1) you will charge $100/hr to cleanup revenge email that they
were responsible for directly.

2) you will charge them $.25/message for every mail message over
1000 sent outgoing (this doesn't handle using another sites mail
server).

3) you charge for bandwidth or something like that making sure you
set the limits such that normal dialup users won't see any charges.

Even despite the inevitable chargebacks, many spammers would decide that
fighting with the credit card company isn't worth it.

There are a lot of ISPs spending a large amount of time/$ tracking
down this sort of thing and in the end it isn't very productive.
I see a general lack of policy for dealing with spam almost
everywhere.

allan
- - - - - - - - - - - - - - - - -
Re: Update on mail bombing threats--not so funny [ In reply to ]
mleber at he
Jan 9, 1997, 3:31 PM
Post #6 of 19 (1183 views)
Permalink
On Thu, 9 Jan 1997, Vadim Antonov wrote:
> Why won't we concentrate on doing technical solutions?
> [good source authentication proposal deleted]

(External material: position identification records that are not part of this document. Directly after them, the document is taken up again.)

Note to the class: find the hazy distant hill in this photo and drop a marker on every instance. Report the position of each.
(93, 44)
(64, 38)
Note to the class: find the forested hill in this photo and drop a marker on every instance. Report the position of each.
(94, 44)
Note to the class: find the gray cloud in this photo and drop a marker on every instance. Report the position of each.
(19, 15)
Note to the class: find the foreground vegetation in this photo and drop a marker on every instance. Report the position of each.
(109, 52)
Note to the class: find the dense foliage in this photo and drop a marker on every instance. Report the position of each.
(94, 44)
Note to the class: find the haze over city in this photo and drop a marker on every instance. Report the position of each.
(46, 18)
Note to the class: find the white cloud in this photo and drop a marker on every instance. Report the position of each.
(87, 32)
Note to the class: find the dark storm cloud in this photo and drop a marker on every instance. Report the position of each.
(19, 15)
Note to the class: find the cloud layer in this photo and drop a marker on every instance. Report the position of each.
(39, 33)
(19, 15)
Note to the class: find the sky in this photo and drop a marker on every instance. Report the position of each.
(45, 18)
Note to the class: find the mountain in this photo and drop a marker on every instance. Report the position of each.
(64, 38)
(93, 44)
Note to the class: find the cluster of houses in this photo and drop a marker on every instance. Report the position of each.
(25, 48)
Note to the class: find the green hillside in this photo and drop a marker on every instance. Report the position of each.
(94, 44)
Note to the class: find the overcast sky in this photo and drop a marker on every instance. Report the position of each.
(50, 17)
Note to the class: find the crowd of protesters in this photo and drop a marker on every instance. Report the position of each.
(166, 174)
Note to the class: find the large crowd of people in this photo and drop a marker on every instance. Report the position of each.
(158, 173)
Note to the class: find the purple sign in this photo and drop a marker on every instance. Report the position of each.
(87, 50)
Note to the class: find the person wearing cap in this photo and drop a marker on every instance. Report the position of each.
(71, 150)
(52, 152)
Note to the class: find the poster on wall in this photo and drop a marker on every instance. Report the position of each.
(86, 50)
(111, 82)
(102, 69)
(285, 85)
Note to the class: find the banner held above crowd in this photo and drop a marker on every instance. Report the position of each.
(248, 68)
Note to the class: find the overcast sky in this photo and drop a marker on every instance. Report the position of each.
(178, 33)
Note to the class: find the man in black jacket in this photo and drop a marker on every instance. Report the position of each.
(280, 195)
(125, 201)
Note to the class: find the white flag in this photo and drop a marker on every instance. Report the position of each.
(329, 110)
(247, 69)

This would solve the forged email problem excellently. (Assuming you can
get past the installed base of over 50(?) million SMTP email addresses,
although only a few of those actually have a source domain different from
the mail gateway.)

However, the spaming problem is another. I see three generations of
spammers.

The 1st Generation Spammer (Direct)

From address matches sender. Spammer expects to pick up mail at the from
address. Cancelling account thwarts spammer. Easy to cover in TOS.

The 2nd Generation Spammer (Indirect Via Internet)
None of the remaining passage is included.